3.1Als enerzijds gesteld en anderzijds niet of onvoldoende betwist, staan in dit hoger beroep de navolgende feiten vast.
[appellante] sloot met een derde een overeenkomst van opdracht waarbij [appellante] zich heeft verbonden tot het verrichten van werkzaamheden. Voor het verrichten van die werkzaamheden had [appellante] hefkolommen nodig, waarover zij niet beschikte.
Op aanvraag van [appellante] offreerde Maha bij brief van 31 maart 2010 een aantal mobiele hefkolommen met eventuele toebehoren voor verschillende koopprijzen, waaronder de Finkbeiner type EHB707 Comfort (een set van vier mobiele hefkolommen, hierna te noemen: de hefkolommen) die daarin werd geoffreerd voor een koopprijs van € 21.700,--.

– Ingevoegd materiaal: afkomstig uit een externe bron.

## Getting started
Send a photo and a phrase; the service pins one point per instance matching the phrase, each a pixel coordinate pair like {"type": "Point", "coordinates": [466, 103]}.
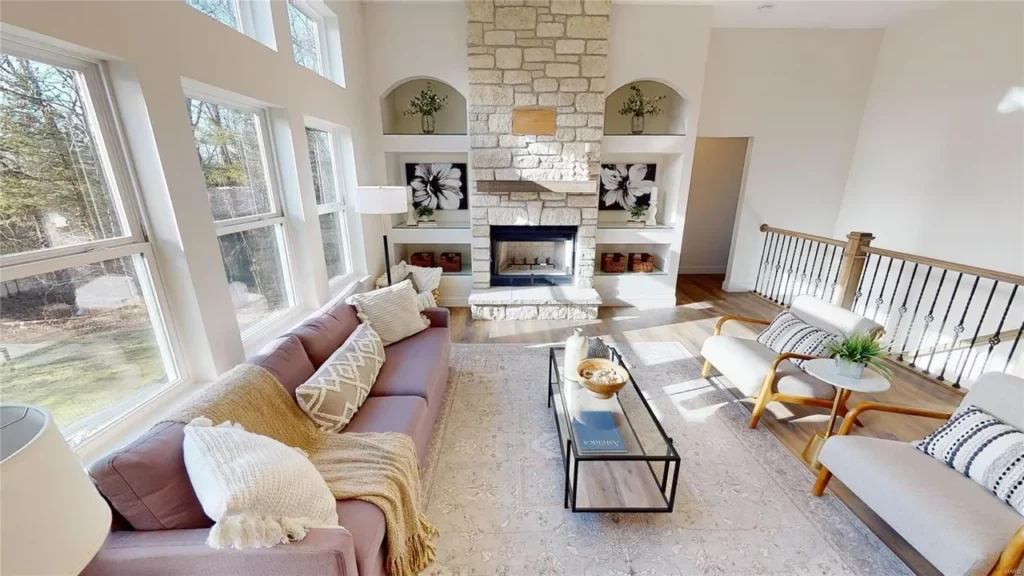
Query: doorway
{"type": "Point", "coordinates": [711, 208]}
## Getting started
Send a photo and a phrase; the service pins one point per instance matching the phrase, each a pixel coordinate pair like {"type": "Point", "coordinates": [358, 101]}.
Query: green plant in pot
{"type": "Point", "coordinates": [640, 106]}
{"type": "Point", "coordinates": [858, 351]}
{"type": "Point", "coordinates": [424, 213]}
{"type": "Point", "coordinates": [426, 106]}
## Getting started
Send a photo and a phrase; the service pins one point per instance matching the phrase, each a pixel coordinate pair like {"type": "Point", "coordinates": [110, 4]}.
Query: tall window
{"type": "Point", "coordinates": [81, 329]}
{"type": "Point", "coordinates": [232, 148]}
{"type": "Point", "coordinates": [330, 202]}
{"type": "Point", "coordinates": [307, 36]}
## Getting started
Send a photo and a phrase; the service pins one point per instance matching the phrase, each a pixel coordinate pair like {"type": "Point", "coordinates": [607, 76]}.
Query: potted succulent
{"type": "Point", "coordinates": [639, 106]}
{"type": "Point", "coordinates": [426, 106]}
{"type": "Point", "coordinates": [855, 352]}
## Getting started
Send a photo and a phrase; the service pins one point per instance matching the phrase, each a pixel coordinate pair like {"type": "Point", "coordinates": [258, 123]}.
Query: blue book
{"type": "Point", "coordinates": [596, 432]}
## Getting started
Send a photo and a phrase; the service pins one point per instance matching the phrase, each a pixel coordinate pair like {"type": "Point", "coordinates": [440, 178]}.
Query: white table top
{"type": "Point", "coordinates": [824, 370]}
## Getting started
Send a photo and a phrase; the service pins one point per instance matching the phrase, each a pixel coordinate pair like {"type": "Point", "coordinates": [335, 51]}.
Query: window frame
{"type": "Point", "coordinates": [118, 168]}
{"type": "Point", "coordinates": [274, 218]}
{"type": "Point", "coordinates": [339, 207]}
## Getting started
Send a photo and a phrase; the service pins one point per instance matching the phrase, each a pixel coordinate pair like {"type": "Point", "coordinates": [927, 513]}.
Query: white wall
{"type": "Point", "coordinates": [938, 171]}
{"type": "Point", "coordinates": [800, 95]}
{"type": "Point", "coordinates": [718, 174]}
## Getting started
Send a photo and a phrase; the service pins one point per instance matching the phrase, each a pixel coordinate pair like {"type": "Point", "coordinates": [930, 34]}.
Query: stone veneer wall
{"type": "Point", "coordinates": [528, 53]}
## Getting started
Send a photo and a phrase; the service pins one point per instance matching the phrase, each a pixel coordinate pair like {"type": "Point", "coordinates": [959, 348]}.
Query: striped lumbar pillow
{"type": "Point", "coordinates": [788, 333]}
{"type": "Point", "coordinates": [984, 449]}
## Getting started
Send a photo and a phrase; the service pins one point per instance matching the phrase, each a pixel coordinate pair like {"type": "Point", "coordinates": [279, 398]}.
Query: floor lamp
{"type": "Point", "coordinates": [382, 200]}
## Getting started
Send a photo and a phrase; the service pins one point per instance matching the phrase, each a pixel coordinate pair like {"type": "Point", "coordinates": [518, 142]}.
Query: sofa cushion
{"type": "Point", "coordinates": [322, 334]}
{"type": "Point", "coordinates": [954, 523]}
{"type": "Point", "coordinates": [413, 367]}
{"type": "Point", "coordinates": [744, 363]}
{"type": "Point", "coordinates": [147, 484]}
{"type": "Point", "coordinates": [287, 360]}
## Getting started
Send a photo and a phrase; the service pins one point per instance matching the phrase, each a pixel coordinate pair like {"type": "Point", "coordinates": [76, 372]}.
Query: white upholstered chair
{"type": "Point", "coordinates": [962, 528]}
{"type": "Point", "coordinates": [761, 373]}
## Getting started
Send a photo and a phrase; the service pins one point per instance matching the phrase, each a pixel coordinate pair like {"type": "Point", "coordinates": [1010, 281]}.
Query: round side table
{"type": "Point", "coordinates": [824, 370]}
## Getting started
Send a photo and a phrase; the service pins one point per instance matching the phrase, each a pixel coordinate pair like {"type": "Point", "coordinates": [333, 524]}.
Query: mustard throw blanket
{"type": "Point", "coordinates": [380, 468]}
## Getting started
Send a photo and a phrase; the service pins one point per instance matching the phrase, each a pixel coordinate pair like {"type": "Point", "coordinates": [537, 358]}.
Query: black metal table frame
{"type": "Point", "coordinates": [671, 460]}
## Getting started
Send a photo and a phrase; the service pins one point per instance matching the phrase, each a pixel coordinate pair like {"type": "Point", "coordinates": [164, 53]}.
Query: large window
{"type": "Point", "coordinates": [232, 144]}
{"type": "Point", "coordinates": [81, 329]}
{"type": "Point", "coordinates": [330, 202]}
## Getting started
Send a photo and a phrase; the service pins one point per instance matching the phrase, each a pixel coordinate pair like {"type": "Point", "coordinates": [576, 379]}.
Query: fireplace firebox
{"type": "Point", "coordinates": [532, 255]}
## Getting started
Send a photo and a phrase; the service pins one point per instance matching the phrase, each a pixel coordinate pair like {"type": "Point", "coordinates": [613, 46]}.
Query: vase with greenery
{"type": "Point", "coordinates": [858, 351]}
{"type": "Point", "coordinates": [426, 106]}
{"type": "Point", "coordinates": [424, 213]}
{"type": "Point", "coordinates": [639, 106]}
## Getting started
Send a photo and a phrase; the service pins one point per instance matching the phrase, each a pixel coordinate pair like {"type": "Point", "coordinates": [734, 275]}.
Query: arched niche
{"type": "Point", "coordinates": [452, 120]}
{"type": "Point", "coordinates": [671, 121]}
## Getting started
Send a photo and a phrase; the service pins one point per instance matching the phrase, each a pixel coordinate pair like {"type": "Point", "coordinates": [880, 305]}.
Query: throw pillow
{"type": "Point", "coordinates": [788, 333]}
{"type": "Point", "coordinates": [392, 312]}
{"type": "Point", "coordinates": [257, 491]}
{"type": "Point", "coordinates": [984, 449]}
{"type": "Point", "coordinates": [341, 384]}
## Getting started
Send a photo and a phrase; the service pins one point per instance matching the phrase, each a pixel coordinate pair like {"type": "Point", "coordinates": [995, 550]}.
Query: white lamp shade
{"type": "Point", "coordinates": [52, 520]}
{"type": "Point", "coordinates": [381, 200]}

Na op basis van die offerte gevoerde gesprekken, sloten partijen begin april 2010 een overeenkomst die onder meer inhield dat [appellante] de hefkolommen voor een periode van maximaal zes maanden van Maha zou huren.

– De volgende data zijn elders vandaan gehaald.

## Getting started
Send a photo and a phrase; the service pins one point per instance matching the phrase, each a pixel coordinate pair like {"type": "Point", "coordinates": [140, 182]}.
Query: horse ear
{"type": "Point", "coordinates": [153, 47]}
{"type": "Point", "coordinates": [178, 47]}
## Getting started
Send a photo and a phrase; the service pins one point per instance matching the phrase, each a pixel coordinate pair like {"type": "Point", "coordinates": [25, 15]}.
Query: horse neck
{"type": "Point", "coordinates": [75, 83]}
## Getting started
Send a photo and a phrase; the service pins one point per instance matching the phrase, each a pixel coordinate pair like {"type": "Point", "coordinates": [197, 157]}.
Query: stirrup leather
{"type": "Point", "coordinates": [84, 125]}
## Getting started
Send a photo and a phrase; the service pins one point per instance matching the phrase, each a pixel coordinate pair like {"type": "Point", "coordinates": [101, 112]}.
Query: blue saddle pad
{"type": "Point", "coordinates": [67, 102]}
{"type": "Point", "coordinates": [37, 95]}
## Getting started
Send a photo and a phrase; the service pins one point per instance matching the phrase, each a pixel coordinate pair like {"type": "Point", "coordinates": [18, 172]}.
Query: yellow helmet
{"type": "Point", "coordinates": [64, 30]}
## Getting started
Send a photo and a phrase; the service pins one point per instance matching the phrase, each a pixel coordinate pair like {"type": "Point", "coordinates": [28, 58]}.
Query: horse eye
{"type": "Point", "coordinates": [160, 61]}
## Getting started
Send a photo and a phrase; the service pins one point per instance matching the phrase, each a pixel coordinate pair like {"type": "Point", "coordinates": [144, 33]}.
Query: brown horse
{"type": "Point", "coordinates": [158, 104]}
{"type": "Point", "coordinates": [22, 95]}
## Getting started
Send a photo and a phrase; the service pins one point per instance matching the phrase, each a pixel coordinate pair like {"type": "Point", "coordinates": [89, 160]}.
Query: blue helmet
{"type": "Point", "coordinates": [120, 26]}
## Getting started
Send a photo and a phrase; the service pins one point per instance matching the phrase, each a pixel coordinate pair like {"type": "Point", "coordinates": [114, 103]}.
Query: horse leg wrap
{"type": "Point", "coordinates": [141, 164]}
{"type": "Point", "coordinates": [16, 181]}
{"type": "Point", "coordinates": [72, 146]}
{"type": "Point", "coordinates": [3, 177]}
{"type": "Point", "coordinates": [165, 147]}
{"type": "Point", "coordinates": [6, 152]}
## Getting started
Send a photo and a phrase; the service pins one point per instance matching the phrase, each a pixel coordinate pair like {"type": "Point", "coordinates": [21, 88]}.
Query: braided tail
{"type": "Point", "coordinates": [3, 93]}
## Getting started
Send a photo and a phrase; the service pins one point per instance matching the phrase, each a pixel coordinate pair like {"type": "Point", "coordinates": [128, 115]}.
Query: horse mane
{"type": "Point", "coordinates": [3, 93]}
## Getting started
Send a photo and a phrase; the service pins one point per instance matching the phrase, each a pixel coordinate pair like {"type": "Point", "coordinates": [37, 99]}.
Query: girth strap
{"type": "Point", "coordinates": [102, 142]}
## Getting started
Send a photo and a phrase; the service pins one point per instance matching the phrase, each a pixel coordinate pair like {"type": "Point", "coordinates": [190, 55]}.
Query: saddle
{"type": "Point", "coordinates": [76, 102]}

Maha liet de hefkolommen op 6 april 2010 door een daartoe ingeschakeld transportbedrijf bij [appellante] afleveren.
Bij factuur van 6 april 2010 bracht Maha aan [appellante] € 1.000,-- te vermeerderen met BTW in rekening. Deze factuur voor een totaalbedrag € 1.190,-- vermeldde
Hierbij berekenen wij U de huur betreffende de eerste maand. Iedere volgende maand bedraagt de huur 600,00 Euro.
(…)
Factuur voor transportkosten zal volgen zodra bekend.

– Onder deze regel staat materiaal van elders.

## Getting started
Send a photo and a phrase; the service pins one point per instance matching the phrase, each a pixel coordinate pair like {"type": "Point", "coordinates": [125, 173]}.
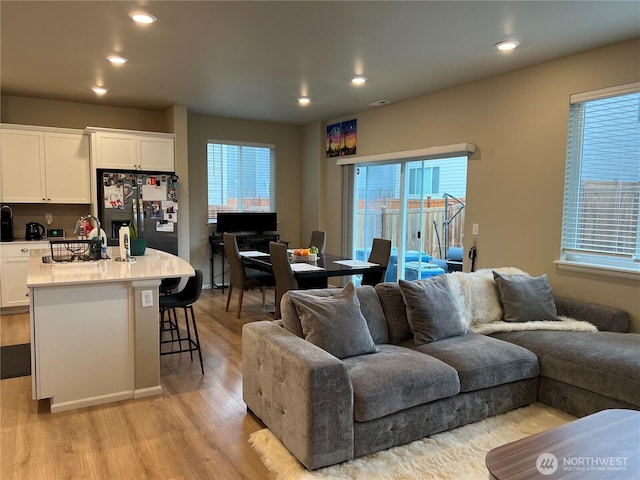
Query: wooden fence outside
{"type": "Point", "coordinates": [385, 222]}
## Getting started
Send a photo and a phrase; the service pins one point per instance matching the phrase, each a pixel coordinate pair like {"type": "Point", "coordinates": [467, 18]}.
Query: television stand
{"type": "Point", "coordinates": [246, 241]}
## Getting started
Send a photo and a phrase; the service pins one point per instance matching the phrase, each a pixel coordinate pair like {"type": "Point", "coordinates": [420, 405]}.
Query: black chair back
{"type": "Point", "coordinates": [380, 254]}
{"type": "Point", "coordinates": [285, 279]}
{"type": "Point", "coordinates": [318, 239]}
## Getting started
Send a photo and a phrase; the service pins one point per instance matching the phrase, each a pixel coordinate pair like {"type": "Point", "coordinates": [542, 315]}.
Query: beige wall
{"type": "Point", "coordinates": [286, 138]}
{"type": "Point", "coordinates": [518, 122]}
{"type": "Point", "coordinates": [54, 113]}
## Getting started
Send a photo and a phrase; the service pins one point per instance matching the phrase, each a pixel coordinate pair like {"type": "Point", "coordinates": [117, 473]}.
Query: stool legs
{"type": "Point", "coordinates": [192, 343]}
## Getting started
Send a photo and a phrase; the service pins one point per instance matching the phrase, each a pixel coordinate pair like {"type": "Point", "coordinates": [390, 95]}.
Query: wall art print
{"type": "Point", "coordinates": [348, 137]}
{"type": "Point", "coordinates": [333, 140]}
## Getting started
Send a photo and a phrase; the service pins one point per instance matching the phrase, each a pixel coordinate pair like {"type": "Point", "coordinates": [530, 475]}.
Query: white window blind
{"type": "Point", "coordinates": [241, 178]}
{"type": "Point", "coordinates": [602, 185]}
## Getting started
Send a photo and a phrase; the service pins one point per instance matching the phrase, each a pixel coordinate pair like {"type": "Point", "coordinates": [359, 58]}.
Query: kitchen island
{"type": "Point", "coordinates": [94, 327]}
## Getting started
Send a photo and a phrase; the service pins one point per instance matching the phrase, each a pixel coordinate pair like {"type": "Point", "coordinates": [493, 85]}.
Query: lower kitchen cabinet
{"type": "Point", "coordinates": [14, 265]}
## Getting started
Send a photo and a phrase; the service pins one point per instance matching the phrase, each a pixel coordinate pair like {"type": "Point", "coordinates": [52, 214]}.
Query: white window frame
{"type": "Point", "coordinates": [211, 216]}
{"type": "Point", "coordinates": [575, 254]}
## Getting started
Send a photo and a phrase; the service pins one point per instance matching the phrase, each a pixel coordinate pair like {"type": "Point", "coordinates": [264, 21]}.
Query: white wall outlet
{"type": "Point", "coordinates": [147, 298]}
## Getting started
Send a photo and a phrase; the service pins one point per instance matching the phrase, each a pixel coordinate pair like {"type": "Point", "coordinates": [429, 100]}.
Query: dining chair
{"type": "Point", "coordinates": [318, 239]}
{"type": "Point", "coordinates": [380, 254]}
{"type": "Point", "coordinates": [285, 279]}
{"type": "Point", "coordinates": [238, 275]}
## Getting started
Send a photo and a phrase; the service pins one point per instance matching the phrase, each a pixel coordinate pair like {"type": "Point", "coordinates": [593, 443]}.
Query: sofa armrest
{"type": "Point", "coordinates": [608, 319]}
{"type": "Point", "coordinates": [302, 393]}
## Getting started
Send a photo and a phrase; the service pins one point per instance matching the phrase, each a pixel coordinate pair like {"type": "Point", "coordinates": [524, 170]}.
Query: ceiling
{"type": "Point", "coordinates": [251, 60]}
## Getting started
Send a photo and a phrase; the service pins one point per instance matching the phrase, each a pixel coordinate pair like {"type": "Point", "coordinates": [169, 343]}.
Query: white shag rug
{"type": "Point", "coordinates": [456, 455]}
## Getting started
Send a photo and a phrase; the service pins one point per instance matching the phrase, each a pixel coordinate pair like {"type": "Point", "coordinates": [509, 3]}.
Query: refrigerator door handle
{"type": "Point", "coordinates": [134, 204]}
{"type": "Point", "coordinates": [141, 215]}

en is door [appellante] betaald.
Bij factuur van 29 april 2010 bracht Maha aan [appellante] € 503,97 te vermeerderen met BTW in rekening. Deze factuur voor een totaalbedrag € 599,72 vermeldde
Hierbij berekenen wij u voor het transport van de 4 hefkolommen welke bij u op 6 april jl. zijn afgeleverd (…)
en is door [appellante] betaald.
Bij nadien verzonden facturen bracht Maha voor maandelijkse periodes met ingang van -kort gezegd- mei 2010 aan [appellante] € 600,-- te vermeerderen met BTW in rekening.
Toen bleek dat het karwei bij de derde ook na zes maanden nog doorliep, is [appellante] de hefkolommen blijven gebruiken.
De door [appellante] van Maha ontvangen maandfacturen vermeldden steeds dat het ging om
huur.
De bij de maandfacturen tot en met februari 2013 in rekening gebrachte bedragen zijn steeds door [appellante] betaald en [appellante] heeft de nadien gezonden maandfacturen onbetaald gelaten.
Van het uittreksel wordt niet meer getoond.